Even if the panel had given its approval, shareholders at institutional firms and hedge funds such as RockView Management and Segall Bryant and Hamill weren't planning on tendering their shares, said people close to the situation.

The company also said that it would hold its annual meeting — delayed since July — on Dec. 15 and that its licensing agreement with Hudson's Bay Co. expired and won't be renewed.

The developments came as the company for the third-quarter ended Sept. 30 posted income of $637,000, or 4 cents, compared with a loss of $125,000, or 1 cent, in the same year-ago period. Total revenues jumped 37.23 percent to $6.8 million from $4.9 million, which included licensing royalties and design fees that were nearly flat at $4.2 million and an almost 350 percent gain in product sales to $2.5 million from $747,000 last year.

For the nine months, income more than doubled to $4.7 million, or 30 cents, from $2.1 million, or 13 cents, last year. Total revenues were up 40.9 percent to $24.5 million from $17.4 million.

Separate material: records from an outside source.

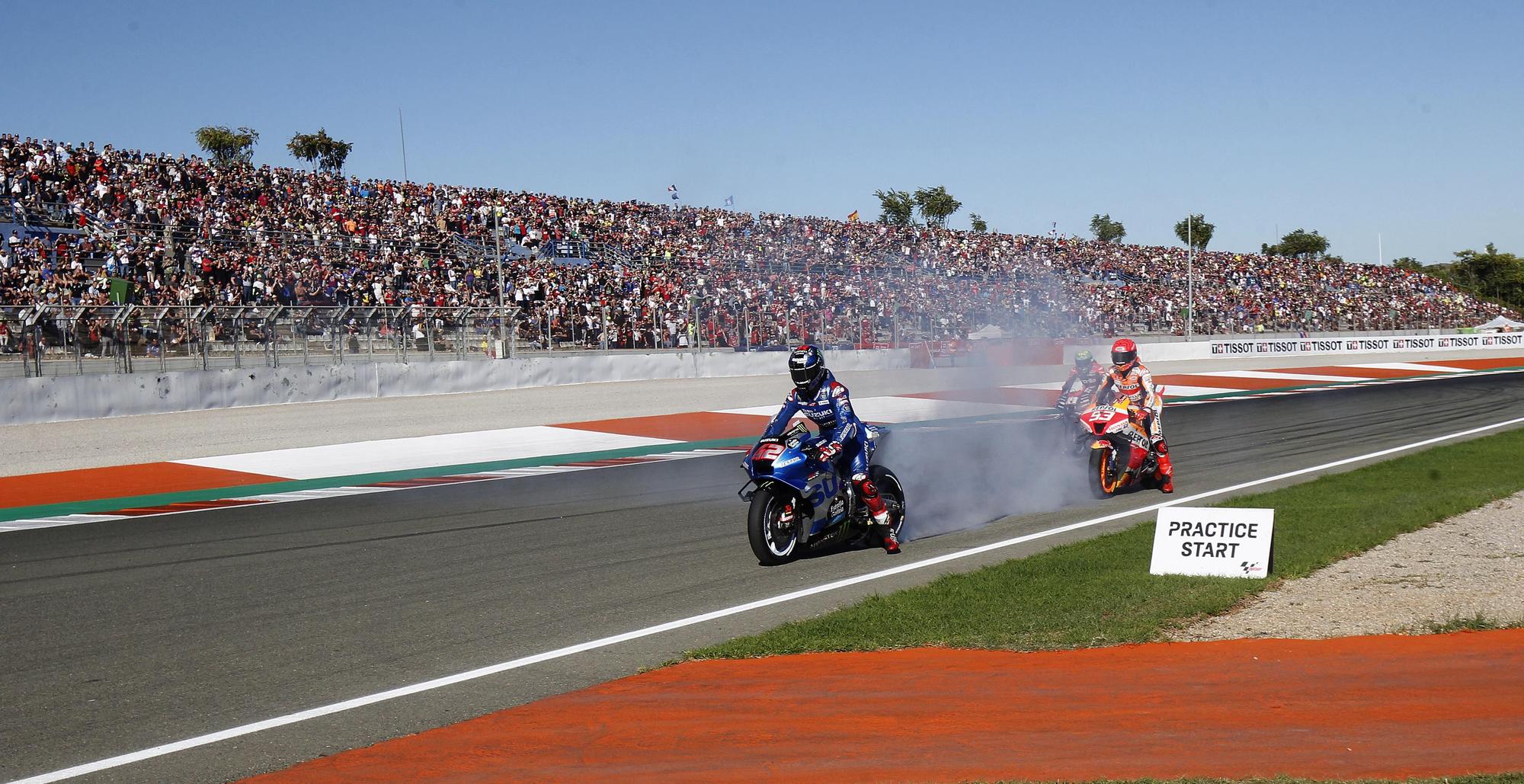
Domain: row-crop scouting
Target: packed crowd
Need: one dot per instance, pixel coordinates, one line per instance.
(185, 232)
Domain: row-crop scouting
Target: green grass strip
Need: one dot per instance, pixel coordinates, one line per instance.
(1100, 592)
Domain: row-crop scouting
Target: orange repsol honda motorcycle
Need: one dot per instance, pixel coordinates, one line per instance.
(1121, 453)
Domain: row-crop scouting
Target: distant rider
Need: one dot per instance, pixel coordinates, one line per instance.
(1087, 374)
(1130, 379)
(825, 402)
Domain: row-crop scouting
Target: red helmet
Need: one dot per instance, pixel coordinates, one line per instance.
(1124, 354)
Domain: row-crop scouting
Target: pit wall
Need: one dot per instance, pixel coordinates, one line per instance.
(1308, 347)
(89, 397)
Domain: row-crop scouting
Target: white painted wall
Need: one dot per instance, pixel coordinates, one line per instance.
(1308, 347)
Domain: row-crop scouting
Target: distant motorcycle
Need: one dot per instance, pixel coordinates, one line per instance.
(1121, 452)
(1077, 435)
(801, 502)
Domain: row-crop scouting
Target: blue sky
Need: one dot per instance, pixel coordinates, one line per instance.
(1348, 118)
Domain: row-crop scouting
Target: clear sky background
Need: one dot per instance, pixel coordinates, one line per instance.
(1348, 118)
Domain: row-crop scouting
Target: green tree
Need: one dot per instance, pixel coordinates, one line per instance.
(226, 146)
(1107, 229)
(321, 149)
(1199, 232)
(306, 147)
(1301, 243)
(897, 208)
(936, 205)
(1491, 274)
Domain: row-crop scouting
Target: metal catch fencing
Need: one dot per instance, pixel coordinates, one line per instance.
(123, 339)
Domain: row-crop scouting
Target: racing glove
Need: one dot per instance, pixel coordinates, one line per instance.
(830, 450)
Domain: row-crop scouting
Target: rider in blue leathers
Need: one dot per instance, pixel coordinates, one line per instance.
(827, 403)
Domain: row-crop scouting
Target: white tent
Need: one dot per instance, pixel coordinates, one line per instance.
(1502, 324)
(990, 331)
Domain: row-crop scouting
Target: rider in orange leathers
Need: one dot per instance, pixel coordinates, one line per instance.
(1130, 379)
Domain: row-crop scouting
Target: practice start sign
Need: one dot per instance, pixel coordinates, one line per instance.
(1212, 542)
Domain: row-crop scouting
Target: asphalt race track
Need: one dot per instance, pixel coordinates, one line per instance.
(126, 635)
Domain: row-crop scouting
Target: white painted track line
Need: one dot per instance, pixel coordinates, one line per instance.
(1281, 376)
(1407, 366)
(1182, 391)
(603, 642)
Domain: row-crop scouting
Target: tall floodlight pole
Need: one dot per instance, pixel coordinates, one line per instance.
(1191, 283)
(502, 309)
(403, 135)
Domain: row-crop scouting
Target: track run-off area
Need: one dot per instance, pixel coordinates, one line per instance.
(235, 641)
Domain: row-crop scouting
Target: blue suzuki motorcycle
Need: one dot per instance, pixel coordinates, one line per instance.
(801, 502)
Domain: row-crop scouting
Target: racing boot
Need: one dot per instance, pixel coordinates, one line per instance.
(879, 511)
(1165, 473)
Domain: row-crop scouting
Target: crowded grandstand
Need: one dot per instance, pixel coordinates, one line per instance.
(580, 272)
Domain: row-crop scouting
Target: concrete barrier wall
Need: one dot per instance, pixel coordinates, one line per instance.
(1310, 347)
(89, 397)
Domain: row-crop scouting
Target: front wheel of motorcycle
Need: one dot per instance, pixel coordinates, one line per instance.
(1104, 473)
(773, 540)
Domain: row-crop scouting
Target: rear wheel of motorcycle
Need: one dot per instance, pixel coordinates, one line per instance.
(1104, 472)
(772, 540)
(894, 494)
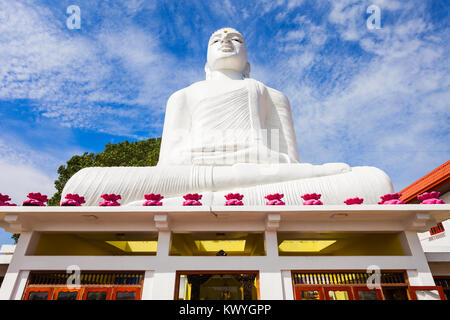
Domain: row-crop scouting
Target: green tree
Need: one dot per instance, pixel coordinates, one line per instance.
(124, 154)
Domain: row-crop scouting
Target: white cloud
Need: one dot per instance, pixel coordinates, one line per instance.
(80, 79)
(17, 180)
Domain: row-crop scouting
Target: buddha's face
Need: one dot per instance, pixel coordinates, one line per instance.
(226, 50)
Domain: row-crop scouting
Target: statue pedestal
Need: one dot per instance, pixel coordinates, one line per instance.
(274, 268)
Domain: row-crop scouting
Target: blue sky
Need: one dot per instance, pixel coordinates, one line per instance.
(365, 97)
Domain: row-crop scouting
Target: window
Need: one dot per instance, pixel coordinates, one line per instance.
(439, 228)
(217, 244)
(339, 244)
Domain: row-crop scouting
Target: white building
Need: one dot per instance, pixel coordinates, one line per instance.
(274, 252)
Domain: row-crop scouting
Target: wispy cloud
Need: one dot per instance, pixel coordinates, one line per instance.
(375, 97)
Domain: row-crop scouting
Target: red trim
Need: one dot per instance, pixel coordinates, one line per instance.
(439, 228)
(97, 289)
(309, 288)
(46, 289)
(338, 288)
(58, 290)
(356, 289)
(438, 288)
(427, 182)
(127, 289)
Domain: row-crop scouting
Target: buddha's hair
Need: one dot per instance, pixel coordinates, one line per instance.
(225, 29)
(245, 73)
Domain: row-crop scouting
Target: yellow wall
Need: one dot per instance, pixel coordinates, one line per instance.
(68, 244)
(349, 244)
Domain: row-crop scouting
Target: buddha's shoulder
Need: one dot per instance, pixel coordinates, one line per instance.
(274, 94)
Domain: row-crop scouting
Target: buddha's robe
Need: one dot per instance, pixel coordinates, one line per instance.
(225, 149)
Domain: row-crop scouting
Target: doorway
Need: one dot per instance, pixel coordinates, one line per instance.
(217, 285)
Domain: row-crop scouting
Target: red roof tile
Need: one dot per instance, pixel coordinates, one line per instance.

"Our third-quarter performance was primarily driven by continued improvements in our Target business, coupled with better regular-price sales at Modern Amusement," Edwin Lewis, president and co-ceo, said in a statement. "While there is still much work to be done in both businesses, we are encouraged by the progress we are making."It was the improvement and sales trends at Modern Amusement that had many investors electing to hold on to their shares. Several told WWD that even Iconix's $7-a-share bid was low because they felt that the company is worth at least $7.50 or even $8 a share.